Subject: Re: New Documentation: Encrypted CDs/DVDs
To: Alan Barrett <>
From: Florian Stoehr <>
List: netbsd-advocacy
Date: 03/13/2005 13:30:18
On Sun, 13 Mar 2005, Alan Barrett wrote:

> On Sat, 12 Mar 2005, Steven M. Bellovin wrote:
>> Second, it says to create the prototype file by dd'ing /dev/zero.
>> That leaves zeros on the disk in unwritten sectors; these stick out
>> like a sore thumb.  You could write /dev/urandom instead, though that
>> can be slow.  What I recommend is a little odd.  Create the space with
>> /dev/zero, as indicated.  When you're finished putting the content you
>> really want on the file system, dd /dev/zero to the cgd partition,
>> until it runs out of space.  Run sync, to make sure it's written
>> out.  You can then delete that pad file and proceed with the unmount
>> procedure.
> (For "dd /dev/zero to the cgd partition" read "dd /dev/zero to a scratch
> file in the filesystem that's in the cgd partition", I presume.)  With
> that method, I'd be afraid that there were parts of the disk that
> were reserved for file system meta-data but that were never written.
> I recommend one of two methods:
> A) First dd from /dev/urandom to to the backing file that will be used
> by cgd, then vnconfig, cgdconfig, newfs, write the real data.  (This is
> the same as Steve's first suggestion above.)
> B) Create the backing file via dd from /dev/zero, then vnconfig and
> cgdconfig, then dd from /dev/zero to the raw partition on the cgd device
> (this will result in random-looking stuff being written to the backing
> file, as cgd encrypts the zeros), then newfs and write the real data.
> --apb (Alan Barrett)


I left this step out in the documentation as it is optional (or even
not necessary in all cases, see below) and may be easily discovered by 
reading the recommended cgd chapter in the guide.
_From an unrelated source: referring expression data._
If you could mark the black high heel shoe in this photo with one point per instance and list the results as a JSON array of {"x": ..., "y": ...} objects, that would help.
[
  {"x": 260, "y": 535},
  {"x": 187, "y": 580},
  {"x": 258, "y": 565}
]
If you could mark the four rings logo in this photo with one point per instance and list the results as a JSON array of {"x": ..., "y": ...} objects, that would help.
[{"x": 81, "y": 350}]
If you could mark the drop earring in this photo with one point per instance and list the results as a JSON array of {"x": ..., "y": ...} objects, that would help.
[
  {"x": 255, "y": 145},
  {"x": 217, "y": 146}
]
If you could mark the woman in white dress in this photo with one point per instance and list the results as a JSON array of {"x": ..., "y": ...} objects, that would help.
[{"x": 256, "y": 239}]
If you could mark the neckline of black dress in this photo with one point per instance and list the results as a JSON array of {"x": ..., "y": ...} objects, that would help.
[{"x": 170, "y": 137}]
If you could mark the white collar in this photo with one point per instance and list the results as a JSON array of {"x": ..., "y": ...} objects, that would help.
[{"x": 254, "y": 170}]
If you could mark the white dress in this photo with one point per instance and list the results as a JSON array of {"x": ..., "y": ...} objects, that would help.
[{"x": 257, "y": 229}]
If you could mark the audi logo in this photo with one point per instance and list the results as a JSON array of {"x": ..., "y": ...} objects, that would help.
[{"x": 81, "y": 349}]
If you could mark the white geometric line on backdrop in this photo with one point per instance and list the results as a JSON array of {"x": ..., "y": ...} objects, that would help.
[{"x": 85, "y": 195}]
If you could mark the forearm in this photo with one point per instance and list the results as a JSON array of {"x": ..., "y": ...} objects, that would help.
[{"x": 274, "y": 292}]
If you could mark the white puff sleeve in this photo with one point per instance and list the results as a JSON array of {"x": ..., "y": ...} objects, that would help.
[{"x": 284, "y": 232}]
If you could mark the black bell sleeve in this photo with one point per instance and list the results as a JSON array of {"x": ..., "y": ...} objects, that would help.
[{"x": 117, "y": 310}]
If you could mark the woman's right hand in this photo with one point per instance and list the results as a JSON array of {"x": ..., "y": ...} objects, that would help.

I did not experience any stability problems with the vnd/cgd
combination used here (and I have this in everyday use).

dding /dev/urandom is not that "random". And /dev/random is way too
slow or will even hang if there's not enough entrophy (think so,
never tried ddin /dev/random to a 4 GB image).

Configuring the cgd with a random-key (as Alan suggested) and dding
/dev/zero to this is the best solution *IF* you want to fill up the image
and you always want to write a full image, I agree.

As I assume users will not always use a 700 MB image for 130 MB data
and thus will create an image of appropriate size, this step
ist not necessary at all for the few bytes left in the image,
although -of course- a large filled up image obfuscates the
content even more, sure.

I personally have a set of "standard" image sizes (200, 400, 700)
for CDs and reuse them, without even any dding. I just newfs
them and leave the old (raw) file data in them (this is of
course NOT that secure or even SILLY since it allows
partially gathering the raw data of the last CD through the
unlocked cgd of the new one). The image size stepping
reduces the size of left-over old data of course.

I do this because I often use encrypted CDs/DVDs and even with
old "random" data left in the image, I consider this being
secure enough for SOME cases (not-that-legal mp3 backup, e.g.).

I'd always use a 700 MB new and full randomized image for
"top-secure" content.

But, this is up to each user and way not a recommendation.